O NASCER OU PÔR-DO-SOL?
Corria o mês de Julho, dias grandes e quentes, noites pequenas e mornas. Ainda o sol não tinha nascido e já o António ia com os burros junguidos, pela ladeira do Tapado acima, em direcção ao Prado.
Nesta época do ano há muito que fazer nas hortas. Cavam-se as batatas, os feijões, as cebolas, botelhas, melancias e melões. Por volta das onze já o sol queima a terra e quem nela andar. É tempo de recolher a casa, passando antes pelos tanques para dar de beber aos burros, que com a sede que trazem nem é preciso assobiar. Recolhe-se a cria na loje, põe-se um valente fardo de feno na manjedoura e um bom prato de batatas de cedo na mesa. Estas batatas põem-se mais cedo, logo por Fevereiro, nas hortinhas do Paço e da Eirinha, mais solarengas e protegidas da geada. Dão trabalho, mas que bem sabem estas batatinhas da horta…
Depois de comer e com o lombo moído, dá uma soneira dos diabos. O dia começou mal a claridade foi aparecendo, ainda nem os melros tinham começado a chamar a outra passarada, o trabalho foi duro, e o corpo pede agora descanso. Senta-se, a conversa com a sua Maria vai esmorecendo, o corpo relaxando, e as pálpebras vão caindo de mansinho, até que os olhos se fecham. É a sesta!

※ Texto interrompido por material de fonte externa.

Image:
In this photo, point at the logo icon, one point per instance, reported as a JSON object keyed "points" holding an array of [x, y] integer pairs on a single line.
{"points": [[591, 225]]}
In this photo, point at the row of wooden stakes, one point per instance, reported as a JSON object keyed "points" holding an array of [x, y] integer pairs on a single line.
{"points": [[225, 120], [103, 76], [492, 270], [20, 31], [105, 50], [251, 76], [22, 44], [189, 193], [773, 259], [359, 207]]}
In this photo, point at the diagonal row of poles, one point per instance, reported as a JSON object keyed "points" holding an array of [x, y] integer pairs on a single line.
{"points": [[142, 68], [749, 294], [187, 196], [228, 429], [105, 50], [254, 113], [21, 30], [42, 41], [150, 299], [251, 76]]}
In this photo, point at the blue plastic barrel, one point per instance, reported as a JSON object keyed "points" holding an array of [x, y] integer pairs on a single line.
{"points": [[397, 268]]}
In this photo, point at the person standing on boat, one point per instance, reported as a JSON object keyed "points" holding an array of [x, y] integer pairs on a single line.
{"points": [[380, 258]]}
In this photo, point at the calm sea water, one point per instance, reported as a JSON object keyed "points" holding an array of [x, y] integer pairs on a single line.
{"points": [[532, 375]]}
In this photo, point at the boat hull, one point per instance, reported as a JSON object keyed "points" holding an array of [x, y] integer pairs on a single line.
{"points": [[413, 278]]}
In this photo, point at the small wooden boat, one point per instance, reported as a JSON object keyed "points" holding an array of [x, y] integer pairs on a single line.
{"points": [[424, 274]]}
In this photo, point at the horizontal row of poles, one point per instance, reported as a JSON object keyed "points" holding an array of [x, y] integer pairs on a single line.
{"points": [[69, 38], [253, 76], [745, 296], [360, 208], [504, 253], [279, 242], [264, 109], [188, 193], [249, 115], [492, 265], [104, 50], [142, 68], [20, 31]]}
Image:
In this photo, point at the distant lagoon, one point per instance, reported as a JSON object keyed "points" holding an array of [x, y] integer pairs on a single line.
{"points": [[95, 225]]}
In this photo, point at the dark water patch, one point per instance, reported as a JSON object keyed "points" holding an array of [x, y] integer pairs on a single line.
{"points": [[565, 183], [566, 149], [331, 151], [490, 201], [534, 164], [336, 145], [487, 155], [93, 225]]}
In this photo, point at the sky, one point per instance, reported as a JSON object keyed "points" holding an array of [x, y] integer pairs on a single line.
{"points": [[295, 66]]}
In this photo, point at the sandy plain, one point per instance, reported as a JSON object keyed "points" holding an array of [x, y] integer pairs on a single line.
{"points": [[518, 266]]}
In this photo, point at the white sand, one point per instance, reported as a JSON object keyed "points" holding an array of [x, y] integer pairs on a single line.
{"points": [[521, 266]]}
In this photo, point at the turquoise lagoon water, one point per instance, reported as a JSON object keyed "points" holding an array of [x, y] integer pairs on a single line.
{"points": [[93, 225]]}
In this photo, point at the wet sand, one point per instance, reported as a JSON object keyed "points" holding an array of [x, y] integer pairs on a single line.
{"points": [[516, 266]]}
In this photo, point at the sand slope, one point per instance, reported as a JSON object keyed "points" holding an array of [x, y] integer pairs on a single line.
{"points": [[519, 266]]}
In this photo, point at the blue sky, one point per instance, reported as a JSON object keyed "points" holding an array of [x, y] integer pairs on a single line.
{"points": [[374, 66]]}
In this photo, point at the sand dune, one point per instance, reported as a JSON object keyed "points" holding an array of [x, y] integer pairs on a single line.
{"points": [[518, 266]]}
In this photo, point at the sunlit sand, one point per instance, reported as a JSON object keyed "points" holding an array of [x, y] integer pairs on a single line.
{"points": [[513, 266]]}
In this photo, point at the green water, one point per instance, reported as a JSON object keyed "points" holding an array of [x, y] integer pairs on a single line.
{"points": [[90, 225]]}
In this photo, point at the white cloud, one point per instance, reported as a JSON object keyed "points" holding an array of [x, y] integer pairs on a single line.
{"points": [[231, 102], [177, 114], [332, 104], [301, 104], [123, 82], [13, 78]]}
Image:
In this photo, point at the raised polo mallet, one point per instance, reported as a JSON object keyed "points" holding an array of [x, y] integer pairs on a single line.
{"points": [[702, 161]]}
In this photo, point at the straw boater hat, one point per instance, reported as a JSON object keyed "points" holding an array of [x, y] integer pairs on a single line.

Ou foi do cansaço ou por estar bem acomodado, o que é certo é que lhe pegou e a bom pegar. Dormiu a sono solto, e a sua Maria acompanhou-o. Já caía a tarde e o sol se punha quando acordou. Foi um acordar sobressaltado, chamou a Maria que ainda dormia, viu o lusco-fusco pelas frinchas da janela, ficou confuso, perdido de pensamentos, pensou que era de manhazinha e o sol estava a nascer.
- Acorda, Maria! É tarde e mal, o sol já está a nascer!
A Maria ainda tenta raciocinar, mas nem tem tempo. Vai à cozinha preparar o mata-bicho, comem à pressa, o António vai junguir os burros, e aí vão eles em direcção ao Prado.
- Bom dia – diz o António ao vizinho que estava à porta de casa.
O Francisco nem responde.
“-Bom dia? Está a cair o dia, é quase de noite, e este está-me a dar os bons dias?...”
A Maria chega-se ao António, e diz discretamente:
- Olha para o muro. Está cheio de homens! Olha onde está o sol. Está-se a por, não está a nascer!
- Tens razão, mulher. Olha o que fizemos, toda a gente se vai ficar a rir de nós…
Metem ali pela rua da igreja, escondem-se o mais que podem, e lá vão pôr outra vez os burros na loje.
O pior foi no outro dia, no muro, onde os homens se juntam.
- Então ontem, onde é que ias àquela hora?
Risada geral, e até o António se riu, e de vontade.